[英]How do I call from a dataset and have it compare two different data points in python?
I'm not very good with python.我对 python 不是很好。
You can use pandas library to access the values in the dataset which you wanted to use as a criterion to predict the win.您可以使用 pandas 库来访问数据集中您想用作预测获胜标准的值。 You should make a function and in it apply your way.
您应该制作一个 function 并以您的方式应用。
#Index-based selection¶
#Pandas indexing works in one of two paradigms. The first is index-based selection: selecting data based on its numerical position in the data. iloc follows this paradigm.
#To select the first row of data in a DataFrame, we may use the following:
df.iloc[0]
#to get a column
df.iloc[:, 0]
df.iloc[[0, 1, 2], 0]
#Label-based selection
#The second paradigm for attribute selection is the one followed by the loc operator: label-based selection. In this paradigm, it's the data index value, not its position, which matters.

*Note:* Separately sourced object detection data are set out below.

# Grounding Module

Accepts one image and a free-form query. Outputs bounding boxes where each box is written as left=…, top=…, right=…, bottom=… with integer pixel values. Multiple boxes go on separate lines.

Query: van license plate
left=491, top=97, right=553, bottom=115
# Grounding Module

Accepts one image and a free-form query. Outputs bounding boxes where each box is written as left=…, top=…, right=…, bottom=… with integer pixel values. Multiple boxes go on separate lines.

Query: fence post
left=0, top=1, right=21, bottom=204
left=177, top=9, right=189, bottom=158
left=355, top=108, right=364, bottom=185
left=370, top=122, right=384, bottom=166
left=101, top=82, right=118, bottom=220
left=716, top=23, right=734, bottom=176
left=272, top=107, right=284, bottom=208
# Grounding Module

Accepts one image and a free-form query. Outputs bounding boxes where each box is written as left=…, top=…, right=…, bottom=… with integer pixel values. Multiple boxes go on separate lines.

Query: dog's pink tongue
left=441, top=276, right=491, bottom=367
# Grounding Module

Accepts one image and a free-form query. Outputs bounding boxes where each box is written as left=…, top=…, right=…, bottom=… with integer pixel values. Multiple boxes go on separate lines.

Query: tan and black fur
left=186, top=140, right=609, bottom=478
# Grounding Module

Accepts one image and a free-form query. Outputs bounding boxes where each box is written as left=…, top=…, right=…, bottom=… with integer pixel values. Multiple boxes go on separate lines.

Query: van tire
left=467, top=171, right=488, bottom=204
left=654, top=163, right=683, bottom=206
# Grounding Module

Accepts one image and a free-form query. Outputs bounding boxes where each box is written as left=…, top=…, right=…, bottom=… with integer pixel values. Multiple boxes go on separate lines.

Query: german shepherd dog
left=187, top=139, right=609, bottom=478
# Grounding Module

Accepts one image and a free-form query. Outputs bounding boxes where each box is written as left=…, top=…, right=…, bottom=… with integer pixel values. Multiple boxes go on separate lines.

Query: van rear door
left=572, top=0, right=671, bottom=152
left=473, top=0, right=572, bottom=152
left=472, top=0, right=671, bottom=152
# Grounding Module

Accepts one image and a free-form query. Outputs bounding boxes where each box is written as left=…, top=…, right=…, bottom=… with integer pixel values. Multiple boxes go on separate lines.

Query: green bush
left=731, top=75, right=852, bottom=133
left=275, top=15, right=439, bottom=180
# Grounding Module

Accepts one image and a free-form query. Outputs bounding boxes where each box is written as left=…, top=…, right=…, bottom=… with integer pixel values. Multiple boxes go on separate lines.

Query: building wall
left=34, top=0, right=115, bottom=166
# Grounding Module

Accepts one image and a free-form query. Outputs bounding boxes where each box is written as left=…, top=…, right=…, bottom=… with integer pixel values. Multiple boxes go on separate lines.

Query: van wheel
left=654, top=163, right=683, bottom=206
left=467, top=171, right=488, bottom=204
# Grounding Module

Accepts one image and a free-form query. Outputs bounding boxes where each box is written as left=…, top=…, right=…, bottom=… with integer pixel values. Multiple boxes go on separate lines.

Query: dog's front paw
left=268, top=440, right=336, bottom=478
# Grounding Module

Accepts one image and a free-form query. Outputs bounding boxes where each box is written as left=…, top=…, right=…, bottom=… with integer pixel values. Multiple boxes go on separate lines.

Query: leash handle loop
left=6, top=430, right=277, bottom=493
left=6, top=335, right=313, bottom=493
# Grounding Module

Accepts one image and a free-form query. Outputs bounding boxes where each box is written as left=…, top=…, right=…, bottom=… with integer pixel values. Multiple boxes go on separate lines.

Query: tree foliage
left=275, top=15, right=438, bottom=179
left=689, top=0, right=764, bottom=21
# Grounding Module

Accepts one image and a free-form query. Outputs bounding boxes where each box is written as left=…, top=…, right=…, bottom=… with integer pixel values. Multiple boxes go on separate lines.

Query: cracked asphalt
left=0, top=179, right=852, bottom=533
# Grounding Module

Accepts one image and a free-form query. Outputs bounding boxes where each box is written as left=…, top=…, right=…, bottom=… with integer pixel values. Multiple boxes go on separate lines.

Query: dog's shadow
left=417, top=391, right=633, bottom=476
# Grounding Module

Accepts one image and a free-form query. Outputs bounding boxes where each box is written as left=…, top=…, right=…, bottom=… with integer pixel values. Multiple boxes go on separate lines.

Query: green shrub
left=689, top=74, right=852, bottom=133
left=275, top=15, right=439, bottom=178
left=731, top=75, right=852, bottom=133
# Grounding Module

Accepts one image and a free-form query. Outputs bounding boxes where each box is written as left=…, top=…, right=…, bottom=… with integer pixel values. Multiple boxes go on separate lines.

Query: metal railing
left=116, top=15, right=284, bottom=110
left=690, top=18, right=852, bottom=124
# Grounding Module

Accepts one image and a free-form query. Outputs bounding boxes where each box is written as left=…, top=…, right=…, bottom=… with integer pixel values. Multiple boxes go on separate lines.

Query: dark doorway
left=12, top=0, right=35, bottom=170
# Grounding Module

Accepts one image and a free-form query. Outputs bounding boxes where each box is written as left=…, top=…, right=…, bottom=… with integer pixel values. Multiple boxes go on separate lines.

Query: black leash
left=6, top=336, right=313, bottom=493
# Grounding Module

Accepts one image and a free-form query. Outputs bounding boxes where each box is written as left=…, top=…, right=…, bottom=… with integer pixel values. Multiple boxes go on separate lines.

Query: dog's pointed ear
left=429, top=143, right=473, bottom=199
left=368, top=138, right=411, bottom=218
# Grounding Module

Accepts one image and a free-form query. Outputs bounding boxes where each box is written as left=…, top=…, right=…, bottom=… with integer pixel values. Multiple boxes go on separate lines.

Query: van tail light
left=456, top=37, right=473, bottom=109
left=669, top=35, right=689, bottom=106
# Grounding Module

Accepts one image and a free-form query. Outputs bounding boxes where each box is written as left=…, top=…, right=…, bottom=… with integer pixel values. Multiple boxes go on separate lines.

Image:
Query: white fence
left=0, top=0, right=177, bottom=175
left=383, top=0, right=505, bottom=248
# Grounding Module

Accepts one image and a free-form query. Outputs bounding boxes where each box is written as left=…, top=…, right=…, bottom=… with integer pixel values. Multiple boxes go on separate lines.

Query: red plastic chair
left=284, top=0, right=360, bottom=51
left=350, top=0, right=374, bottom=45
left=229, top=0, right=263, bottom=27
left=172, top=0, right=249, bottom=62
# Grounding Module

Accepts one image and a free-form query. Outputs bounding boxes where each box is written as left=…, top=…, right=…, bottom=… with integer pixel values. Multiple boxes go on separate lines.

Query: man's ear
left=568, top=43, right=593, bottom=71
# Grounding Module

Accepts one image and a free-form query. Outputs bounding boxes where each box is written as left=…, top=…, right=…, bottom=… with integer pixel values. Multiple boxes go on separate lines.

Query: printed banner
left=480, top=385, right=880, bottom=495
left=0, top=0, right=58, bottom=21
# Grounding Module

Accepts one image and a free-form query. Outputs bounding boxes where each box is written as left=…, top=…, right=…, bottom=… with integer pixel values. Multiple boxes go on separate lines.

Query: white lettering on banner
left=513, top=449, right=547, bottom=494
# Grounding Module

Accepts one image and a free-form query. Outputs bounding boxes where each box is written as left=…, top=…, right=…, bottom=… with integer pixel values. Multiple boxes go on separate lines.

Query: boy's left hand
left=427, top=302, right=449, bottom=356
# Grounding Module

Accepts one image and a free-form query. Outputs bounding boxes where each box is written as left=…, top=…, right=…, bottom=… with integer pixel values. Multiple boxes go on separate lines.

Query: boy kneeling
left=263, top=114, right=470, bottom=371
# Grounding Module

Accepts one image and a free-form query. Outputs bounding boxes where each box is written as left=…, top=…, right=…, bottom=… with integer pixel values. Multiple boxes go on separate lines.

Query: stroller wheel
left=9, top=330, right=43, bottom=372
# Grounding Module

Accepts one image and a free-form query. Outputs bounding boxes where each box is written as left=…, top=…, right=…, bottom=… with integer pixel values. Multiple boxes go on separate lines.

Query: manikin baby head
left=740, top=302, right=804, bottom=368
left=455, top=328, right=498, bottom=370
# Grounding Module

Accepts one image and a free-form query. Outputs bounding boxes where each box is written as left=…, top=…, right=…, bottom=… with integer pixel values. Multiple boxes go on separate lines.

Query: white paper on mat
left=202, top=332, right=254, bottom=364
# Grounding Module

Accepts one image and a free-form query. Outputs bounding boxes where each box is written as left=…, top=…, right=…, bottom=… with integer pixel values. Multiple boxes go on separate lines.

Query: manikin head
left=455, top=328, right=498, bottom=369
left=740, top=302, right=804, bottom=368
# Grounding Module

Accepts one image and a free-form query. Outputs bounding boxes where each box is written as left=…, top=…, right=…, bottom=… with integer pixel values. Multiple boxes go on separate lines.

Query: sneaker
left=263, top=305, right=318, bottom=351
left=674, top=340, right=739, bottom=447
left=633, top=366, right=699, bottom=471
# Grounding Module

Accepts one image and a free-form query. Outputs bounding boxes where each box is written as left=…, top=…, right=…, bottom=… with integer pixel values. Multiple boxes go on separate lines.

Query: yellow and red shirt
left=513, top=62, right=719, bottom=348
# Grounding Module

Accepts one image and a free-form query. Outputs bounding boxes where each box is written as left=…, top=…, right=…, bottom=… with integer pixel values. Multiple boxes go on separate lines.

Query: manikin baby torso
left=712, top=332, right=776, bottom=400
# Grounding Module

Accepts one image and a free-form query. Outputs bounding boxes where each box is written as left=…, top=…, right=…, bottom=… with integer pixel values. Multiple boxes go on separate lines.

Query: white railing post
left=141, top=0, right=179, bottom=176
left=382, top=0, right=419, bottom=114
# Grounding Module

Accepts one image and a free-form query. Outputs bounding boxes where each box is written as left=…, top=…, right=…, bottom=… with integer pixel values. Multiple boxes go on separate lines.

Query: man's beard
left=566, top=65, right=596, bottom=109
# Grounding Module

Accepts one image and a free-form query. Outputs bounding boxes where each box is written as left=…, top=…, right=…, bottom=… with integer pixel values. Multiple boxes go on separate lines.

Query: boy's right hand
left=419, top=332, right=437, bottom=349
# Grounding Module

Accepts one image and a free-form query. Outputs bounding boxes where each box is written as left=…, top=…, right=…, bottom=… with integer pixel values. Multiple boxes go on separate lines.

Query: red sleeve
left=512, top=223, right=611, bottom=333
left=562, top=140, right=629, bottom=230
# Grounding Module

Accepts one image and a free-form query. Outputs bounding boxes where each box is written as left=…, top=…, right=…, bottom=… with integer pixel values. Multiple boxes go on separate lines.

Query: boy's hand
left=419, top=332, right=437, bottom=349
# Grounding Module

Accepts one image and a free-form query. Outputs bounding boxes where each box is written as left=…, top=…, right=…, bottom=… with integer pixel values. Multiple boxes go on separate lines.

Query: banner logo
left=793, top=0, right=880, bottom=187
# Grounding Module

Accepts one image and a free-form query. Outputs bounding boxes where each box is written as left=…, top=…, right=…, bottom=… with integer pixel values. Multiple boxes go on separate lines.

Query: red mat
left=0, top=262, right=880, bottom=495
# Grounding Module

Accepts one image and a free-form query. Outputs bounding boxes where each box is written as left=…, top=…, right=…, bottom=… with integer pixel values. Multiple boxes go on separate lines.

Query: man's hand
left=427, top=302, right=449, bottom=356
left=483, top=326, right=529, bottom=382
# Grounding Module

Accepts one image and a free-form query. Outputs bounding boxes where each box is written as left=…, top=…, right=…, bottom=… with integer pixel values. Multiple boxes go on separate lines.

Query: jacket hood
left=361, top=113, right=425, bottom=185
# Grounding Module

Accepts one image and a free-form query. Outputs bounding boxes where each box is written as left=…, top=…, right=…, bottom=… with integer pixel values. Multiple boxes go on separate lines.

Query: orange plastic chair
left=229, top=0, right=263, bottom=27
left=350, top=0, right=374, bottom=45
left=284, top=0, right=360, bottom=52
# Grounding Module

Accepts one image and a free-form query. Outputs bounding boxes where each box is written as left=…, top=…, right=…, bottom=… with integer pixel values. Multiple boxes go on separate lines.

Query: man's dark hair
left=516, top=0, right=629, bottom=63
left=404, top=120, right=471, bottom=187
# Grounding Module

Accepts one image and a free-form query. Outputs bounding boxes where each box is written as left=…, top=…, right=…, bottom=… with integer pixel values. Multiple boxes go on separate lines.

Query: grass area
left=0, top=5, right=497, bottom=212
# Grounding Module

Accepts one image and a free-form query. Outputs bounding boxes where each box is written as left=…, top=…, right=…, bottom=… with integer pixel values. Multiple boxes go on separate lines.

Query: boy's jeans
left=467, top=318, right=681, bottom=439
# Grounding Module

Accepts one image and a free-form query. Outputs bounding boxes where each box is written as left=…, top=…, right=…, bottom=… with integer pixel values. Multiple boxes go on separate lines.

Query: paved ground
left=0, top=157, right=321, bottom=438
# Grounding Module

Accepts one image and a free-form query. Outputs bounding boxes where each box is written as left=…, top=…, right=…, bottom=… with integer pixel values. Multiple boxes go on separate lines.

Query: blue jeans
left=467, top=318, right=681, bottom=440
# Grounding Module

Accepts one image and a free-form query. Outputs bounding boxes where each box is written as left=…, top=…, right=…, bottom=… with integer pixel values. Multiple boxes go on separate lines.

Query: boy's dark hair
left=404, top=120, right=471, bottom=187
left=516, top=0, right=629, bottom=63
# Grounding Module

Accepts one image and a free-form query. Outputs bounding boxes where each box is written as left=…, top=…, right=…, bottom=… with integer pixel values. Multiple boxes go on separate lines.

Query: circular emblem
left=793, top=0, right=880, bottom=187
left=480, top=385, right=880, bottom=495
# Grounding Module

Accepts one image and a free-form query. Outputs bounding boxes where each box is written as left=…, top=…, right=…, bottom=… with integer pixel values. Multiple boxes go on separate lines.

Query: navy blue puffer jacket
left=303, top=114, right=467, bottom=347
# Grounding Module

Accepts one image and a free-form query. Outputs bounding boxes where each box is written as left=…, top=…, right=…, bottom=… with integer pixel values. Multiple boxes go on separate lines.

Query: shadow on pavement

#For example, to get the first entry in reviews, we would now do the following:
df.loc[0, 'country']
df.loc[:, ['taster_name', 'taster_twitter_handle', 'points']]
cols=['dc','adfa','fas']
indiecs-[0,1,10,14]
df.loc[indiecs,cols]
I added a few extras in there, but basically,我在那里添加了一些额外的东西,但基本上,
Code:代码:
#pip install fuzzywuzzy
#pip install choice
import pandas as pd
import numpy as np
from fuzzywuzzy import process
import choice
df = pd.read_csv("https://docs.google.com/spreadsheets/d/e/2PACX-1vSTbHMm7RQOxOj6yl17g7MLfCBFghAACUie0k3HLB_ja9E0t0HpENl4ydN4b58UdCCiBTB9rvj0zy-O/pub?output=csv")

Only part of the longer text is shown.